Tonya, Your tutorials are just great. Thank you so much. You do need to make that book. Keep up the good work. I don't buy to many books but yours would be one that I did. Publish it yourself and sell it over the internet if you have to. Happy 4th over there in Egypt.

Judy said...

Great directions. I'd have to agree that the spout needs to be down towards the bottom of the pot curve to look like it's a seamless part of the pot. Does that make sense.

I think we are all super critical of our own work. We have much more time to sit a look at it and think!

Unknown said...

Tonya - having read this and the last post I've come to the conclusionthat your success is down to the fact that you don't look at things as they are - more you look at them as just another shape to re-present in fabric - love the teapots - I haven't even got the Liverpool names done (5.5 done, 8.5 to go) and you're dragging me off on a tea drinking quilt idea tangent :o)

Fiona said...

I like the spout - looks jaunty.

Anonymous said...

I think the teapot looks fine, and I sure agree with you about being super-critical of our own work. I love wonkiness in others' work, but I'm struggling right now with a piece of mine that I intended to be kind of crooked. Is it too crooked? Not enough? I guess we all need to relax. If possible.

ForestJane said...

Pretty cool, Tonya!

Are you going to make some tall, skinny teapots to go with your short teapots? A frosty pitcher of sweetened iced tea with glittery ice cubes for us southern tea drinkers?

Susan said...
This comment has been removed by a blog administrator.
Susan said...

Okay, we'll try that again. One important word was mistyped!

You do the nicest tutorials. Thousands of quilters would be lost if your site disappeared. =)

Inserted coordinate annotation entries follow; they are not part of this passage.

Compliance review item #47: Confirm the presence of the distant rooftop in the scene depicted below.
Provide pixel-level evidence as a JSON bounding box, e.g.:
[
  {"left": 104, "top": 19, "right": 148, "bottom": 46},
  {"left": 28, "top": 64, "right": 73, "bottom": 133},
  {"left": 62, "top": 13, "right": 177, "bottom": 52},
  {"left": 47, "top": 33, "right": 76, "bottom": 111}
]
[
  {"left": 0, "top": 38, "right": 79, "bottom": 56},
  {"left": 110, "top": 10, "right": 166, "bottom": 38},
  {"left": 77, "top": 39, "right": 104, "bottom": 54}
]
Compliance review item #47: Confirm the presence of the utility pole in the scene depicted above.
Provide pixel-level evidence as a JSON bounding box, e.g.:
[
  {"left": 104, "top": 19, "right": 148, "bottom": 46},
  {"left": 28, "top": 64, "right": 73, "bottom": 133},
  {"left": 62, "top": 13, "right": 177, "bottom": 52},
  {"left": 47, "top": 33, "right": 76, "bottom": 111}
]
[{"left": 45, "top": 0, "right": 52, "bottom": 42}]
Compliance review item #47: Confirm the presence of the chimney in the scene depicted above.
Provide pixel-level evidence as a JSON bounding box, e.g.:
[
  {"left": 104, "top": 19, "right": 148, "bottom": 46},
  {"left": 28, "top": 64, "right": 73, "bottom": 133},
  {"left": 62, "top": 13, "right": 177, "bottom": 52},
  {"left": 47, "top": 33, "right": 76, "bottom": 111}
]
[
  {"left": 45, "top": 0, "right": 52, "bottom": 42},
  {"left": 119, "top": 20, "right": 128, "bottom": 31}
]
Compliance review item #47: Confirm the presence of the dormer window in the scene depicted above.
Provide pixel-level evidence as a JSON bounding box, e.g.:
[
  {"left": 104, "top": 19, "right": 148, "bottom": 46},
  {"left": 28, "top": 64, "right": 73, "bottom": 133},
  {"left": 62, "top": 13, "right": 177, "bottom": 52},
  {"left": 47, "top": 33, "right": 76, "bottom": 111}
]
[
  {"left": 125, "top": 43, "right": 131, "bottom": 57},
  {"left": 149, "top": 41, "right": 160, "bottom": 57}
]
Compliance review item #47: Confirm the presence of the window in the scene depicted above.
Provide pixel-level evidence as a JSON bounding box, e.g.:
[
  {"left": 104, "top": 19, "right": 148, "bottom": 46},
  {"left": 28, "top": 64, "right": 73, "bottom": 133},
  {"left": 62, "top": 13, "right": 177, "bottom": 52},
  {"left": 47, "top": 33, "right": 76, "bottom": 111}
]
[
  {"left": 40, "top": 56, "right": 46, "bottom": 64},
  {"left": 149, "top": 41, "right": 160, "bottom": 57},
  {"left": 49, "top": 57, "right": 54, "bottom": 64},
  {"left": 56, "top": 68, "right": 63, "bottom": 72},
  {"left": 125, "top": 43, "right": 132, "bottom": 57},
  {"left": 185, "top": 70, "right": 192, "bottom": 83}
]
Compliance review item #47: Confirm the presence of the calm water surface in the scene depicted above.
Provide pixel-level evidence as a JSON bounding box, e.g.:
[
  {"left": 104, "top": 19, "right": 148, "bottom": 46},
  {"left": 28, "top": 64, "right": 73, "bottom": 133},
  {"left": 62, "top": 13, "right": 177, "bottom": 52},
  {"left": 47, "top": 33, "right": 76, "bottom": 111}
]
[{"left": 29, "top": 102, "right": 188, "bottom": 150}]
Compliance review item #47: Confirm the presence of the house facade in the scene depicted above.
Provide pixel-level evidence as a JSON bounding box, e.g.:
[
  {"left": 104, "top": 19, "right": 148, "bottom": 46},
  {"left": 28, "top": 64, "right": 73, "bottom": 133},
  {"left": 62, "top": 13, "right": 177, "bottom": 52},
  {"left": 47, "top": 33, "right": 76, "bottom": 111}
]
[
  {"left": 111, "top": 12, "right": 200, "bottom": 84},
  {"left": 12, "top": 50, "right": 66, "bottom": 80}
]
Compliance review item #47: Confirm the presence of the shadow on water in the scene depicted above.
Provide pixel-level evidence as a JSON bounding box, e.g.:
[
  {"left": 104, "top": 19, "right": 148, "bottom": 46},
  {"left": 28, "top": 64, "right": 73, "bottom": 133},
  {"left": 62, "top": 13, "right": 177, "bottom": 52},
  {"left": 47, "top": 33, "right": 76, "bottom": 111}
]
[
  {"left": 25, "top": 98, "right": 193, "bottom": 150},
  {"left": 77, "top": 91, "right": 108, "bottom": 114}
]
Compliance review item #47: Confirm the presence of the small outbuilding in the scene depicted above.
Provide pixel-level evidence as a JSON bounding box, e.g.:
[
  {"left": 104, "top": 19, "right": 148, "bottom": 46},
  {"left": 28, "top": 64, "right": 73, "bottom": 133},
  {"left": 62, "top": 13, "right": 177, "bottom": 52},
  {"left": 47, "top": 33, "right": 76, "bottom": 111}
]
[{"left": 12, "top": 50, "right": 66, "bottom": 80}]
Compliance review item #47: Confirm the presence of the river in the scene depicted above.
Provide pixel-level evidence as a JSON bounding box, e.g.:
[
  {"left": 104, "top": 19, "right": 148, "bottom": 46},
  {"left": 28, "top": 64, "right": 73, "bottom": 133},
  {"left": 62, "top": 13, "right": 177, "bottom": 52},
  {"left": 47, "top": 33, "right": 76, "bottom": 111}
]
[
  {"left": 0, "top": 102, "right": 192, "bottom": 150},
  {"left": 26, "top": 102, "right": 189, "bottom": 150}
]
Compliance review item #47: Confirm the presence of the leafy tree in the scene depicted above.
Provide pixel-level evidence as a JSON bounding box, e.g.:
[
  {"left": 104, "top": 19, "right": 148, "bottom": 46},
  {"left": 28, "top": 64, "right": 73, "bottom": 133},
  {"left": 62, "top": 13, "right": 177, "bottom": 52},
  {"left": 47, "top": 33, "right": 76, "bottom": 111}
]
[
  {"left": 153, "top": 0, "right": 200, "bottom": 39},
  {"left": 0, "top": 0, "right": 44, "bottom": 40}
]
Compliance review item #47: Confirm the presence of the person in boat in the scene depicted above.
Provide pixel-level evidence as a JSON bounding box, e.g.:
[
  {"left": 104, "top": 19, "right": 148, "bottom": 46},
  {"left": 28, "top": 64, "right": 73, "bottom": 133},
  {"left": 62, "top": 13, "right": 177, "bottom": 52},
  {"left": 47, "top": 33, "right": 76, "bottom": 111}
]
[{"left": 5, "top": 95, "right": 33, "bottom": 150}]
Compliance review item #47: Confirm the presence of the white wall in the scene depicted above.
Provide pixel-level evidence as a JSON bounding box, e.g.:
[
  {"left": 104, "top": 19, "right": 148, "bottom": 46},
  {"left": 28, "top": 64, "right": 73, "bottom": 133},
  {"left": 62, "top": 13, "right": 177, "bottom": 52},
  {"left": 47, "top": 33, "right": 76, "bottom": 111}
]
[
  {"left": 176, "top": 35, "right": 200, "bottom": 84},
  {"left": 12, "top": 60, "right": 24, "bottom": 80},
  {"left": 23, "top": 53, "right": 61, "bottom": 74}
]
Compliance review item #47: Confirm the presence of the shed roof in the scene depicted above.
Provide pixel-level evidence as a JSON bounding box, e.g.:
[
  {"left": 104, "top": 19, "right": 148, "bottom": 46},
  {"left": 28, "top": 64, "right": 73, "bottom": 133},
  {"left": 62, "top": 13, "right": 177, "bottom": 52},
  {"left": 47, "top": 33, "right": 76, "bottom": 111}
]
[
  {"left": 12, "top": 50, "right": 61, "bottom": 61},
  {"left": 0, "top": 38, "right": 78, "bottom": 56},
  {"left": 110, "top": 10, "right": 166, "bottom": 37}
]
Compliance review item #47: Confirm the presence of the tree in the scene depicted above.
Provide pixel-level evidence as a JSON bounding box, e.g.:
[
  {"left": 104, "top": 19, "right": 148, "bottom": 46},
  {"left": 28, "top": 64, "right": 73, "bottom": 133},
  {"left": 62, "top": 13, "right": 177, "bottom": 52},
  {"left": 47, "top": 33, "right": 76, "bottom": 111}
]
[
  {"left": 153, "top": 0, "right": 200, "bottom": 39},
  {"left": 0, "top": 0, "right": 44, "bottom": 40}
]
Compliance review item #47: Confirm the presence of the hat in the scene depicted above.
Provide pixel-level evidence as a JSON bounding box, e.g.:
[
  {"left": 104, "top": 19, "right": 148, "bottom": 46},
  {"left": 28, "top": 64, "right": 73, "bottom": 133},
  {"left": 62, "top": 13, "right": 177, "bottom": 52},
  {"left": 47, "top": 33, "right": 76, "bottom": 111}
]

Sorry you have to move. It's a pain. But it gets better afterward, as you know. If you can't whine in your own blog, where can you?

kcdi said...

I love your teapots and the directions are just great! Thank you for sharing.

Anonymous said...

VERY cute!!! I love teapots and will have to make at least one of these blocks :-) Fantastic directions - thank you.

Joyce said...

THe teapots look great. I agree that sometimes it's good to re-do parts if only to see how it would look done a different way. The tutorial is very clear in that I can see how it is possible to make almost anything using this method. As long as you can break it into parts, the sky's the limit!

Lucy said...

Tonya , You are so talented!!
I really want to make a day a real tonya quilt !!

Anonymous said...

You are kidding, aren't you?? I think the red teapot is better than the blue one, honestly! If you still don't like it, send it my way, I'd love to put it in one of my quilts. Thanks for all the step-by-step instruction, you're very good at expressing the details. Love your quilts and how you've evolved over the years. I remember when you were working on the miniature pink hearts quilt in the 90' stressed so much about it, but again, I still really love it, don't be too critical of your work, chalk it up to experience and move on. At least that's what I do and it's worked for me.

Tazzie said...

Just amazing Tonya, I love both teapots. I am determined to make myself a tea-set now!

Sassenach said...

"Why is it so much easier to accept others' wobblier efforts than it is to accept your own? "

For one, I don't think we see the extent of wobbliness in other's work. We see our own work up close and memorize every error, every make-do, every ripped stitch.

Second, we have an image in our mind of the quilt we started out to make. The actual product doesn't live up to the imagined perfection. When we look at other's quilts, we don't necessarily have that standard to compare it to, unless it was a quilt kit.

I guess if your teacups were from, say, a Jenny Beyer design, we'd all be looking at it sideways and clucking over how far "off" your blocks are. But the design is uniquely yours, and the result is wonderful.

Happy 4th!

Lily Mulholland said...

Tonya I love your whacky teapots! The instructions are easy to follow. Especially for a newbie like me.

I think I prefer the red one! Just as it is. Don't you dare change it!!